I have done some experimentation with bumping some sysctl values as suggested by Linux Tuning with no change to the performance.

Are you following the tuning recommendations for parallel streams or ‘optimize for a single flow’ section in the info you linked from Fasterdata?

I tried the section that starts “For a host with a 10G NIC, optimized for network paths up to 100ms RTT, and for friendliness to single and parallel stream tools, add this to /etc/sysctl.conf”, specifically:

net.core.rmem_max = 67108864
net.core.wmem_max = 67108864
net.ipv4.tcp_rmem = 4096 87380 33554432
net.ipv4.tcp_wmem = 4096 87380 33554432

Given that my network is only 1Gib/s, but about 100ms, and this should be good for single streams, this seemed like the right thing to try. But the network throughput graph stayed stuck at 150 Mib/s and so I did not investigate this path further.

The graph at HPN-SSH | PSC seems about right:

This would be great to investigate.

Dammit, again this was voted on and closed due to “not enough votes to prioritize”. There are enough people out here with fast connections and high-latency links. Why this isn’t something to look into is frustrating.
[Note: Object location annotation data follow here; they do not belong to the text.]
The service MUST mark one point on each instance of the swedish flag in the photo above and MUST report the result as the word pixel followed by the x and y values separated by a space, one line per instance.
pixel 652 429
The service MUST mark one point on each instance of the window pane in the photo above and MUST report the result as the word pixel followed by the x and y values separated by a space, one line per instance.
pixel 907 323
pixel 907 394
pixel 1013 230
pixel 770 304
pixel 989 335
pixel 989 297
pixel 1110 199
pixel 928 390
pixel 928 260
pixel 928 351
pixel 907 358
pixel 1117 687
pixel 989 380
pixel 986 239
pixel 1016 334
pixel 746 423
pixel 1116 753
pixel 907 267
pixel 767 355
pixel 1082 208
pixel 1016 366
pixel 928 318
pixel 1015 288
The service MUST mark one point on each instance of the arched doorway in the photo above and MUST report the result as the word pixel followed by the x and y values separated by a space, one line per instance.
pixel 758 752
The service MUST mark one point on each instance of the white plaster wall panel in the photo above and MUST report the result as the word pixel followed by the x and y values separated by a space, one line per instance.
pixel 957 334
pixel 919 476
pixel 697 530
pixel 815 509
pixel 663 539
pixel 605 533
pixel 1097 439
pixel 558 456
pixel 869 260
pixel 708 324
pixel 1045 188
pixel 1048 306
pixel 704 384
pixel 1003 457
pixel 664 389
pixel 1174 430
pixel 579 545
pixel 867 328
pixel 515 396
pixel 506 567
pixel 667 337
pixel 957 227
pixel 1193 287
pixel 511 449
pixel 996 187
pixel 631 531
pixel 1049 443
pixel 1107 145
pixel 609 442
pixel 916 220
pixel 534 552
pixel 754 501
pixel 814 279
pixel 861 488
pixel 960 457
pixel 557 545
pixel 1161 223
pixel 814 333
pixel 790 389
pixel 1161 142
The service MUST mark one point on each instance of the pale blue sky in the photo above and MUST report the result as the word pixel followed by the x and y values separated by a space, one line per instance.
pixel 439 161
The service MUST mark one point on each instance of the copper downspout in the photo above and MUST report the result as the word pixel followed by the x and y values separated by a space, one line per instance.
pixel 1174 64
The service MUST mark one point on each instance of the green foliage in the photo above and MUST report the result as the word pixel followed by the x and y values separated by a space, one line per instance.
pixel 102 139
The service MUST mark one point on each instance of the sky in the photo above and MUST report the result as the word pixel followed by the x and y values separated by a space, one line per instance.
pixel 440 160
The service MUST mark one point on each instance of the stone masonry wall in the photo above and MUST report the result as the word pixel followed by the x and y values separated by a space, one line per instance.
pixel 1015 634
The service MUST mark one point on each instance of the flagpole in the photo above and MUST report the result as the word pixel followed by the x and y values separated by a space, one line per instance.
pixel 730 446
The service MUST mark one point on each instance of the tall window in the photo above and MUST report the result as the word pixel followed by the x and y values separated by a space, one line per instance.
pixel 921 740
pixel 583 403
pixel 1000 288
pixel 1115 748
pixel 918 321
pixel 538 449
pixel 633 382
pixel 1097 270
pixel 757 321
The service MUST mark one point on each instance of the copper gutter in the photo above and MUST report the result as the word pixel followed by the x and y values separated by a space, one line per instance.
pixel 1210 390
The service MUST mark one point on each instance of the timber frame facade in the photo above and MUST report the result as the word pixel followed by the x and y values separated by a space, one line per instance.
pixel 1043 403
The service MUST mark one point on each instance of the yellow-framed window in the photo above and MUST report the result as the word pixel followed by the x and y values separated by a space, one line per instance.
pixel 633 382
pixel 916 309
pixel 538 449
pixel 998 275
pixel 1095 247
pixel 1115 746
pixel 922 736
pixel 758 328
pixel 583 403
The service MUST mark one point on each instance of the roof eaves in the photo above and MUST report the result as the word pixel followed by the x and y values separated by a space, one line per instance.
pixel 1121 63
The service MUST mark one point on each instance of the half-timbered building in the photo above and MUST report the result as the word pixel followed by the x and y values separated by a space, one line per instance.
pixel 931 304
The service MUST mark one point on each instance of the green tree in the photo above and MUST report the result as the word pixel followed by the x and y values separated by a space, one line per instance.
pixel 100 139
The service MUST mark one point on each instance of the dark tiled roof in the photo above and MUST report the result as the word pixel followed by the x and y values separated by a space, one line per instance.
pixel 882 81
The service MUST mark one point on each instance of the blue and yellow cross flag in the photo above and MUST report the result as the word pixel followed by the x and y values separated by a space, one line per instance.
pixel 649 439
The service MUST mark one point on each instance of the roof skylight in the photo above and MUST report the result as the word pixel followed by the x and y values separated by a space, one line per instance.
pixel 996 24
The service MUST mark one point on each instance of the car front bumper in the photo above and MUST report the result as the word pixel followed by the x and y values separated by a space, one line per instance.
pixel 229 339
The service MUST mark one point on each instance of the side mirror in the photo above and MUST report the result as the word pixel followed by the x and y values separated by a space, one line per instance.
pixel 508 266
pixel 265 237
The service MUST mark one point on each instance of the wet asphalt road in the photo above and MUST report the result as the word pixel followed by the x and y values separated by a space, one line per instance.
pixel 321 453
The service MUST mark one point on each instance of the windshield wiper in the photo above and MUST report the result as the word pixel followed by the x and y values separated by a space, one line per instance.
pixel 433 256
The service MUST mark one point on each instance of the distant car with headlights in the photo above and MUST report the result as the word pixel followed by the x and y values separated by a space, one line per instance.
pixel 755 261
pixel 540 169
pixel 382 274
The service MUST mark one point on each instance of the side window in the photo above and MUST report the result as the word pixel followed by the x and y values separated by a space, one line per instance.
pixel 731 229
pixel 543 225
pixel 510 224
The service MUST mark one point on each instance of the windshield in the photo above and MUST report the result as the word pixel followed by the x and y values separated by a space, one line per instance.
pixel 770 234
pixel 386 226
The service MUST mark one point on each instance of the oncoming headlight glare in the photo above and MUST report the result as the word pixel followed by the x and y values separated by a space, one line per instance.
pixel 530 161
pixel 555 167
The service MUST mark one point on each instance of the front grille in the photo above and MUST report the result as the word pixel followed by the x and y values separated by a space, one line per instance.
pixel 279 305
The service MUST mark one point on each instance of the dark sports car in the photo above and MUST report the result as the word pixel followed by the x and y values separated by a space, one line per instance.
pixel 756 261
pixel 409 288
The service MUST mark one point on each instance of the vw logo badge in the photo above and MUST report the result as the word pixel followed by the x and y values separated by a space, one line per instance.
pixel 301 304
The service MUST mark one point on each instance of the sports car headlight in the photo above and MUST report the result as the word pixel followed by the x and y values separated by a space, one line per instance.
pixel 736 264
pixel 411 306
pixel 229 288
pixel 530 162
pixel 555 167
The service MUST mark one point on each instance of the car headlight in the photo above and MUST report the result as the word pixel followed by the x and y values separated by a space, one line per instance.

Pardon my ignorance, but why? You mention you’re able to do this inside a Tailscale runnel, so security shouldn’t be a concern, so what’s the downside of using this method?

The two options I tried were Tailscale & SSH+NETCAT in which it seems like Tailscale is simply not fast enough to keep up with the flow, or pure SSH (without Tailscale) in which case SSH’s internal buffers are throttling. I was trying to say that SSH+NETCAT with no Tailscale, in which there is no transit encryption, is not an option.

Right, not suggesting unencrypted replication at all.

Though it would be interesting to check if the link between hosts is capable of high throughput at all, because tailscale itself should be able to do over 10Gib according to them: Surpassing 10Gb/s with Tailscale: Performance Gains on Linux

iperf3 inside the tunnel (and outside it) could be used for benchmarking this, preferably with a longer benchmark (a minute, perhaps?)

Cisco recommends this container with it, I’m unsure if truenas has non-containerized binary of it as one of the base installed packages or I installed it later via dev mode: mlabbe/iperf3 - Docker Image

iPerf inside and outside of the Tailscale tunnel would probably be illustrative. For now I can only say that it was hitting the speeds I noted with CPU usage of 80% so it didn’t seem like there was a lot of headroom. FYI, a stock TrueNAS installation comes with the iperf3 binary so no hackery is needed there.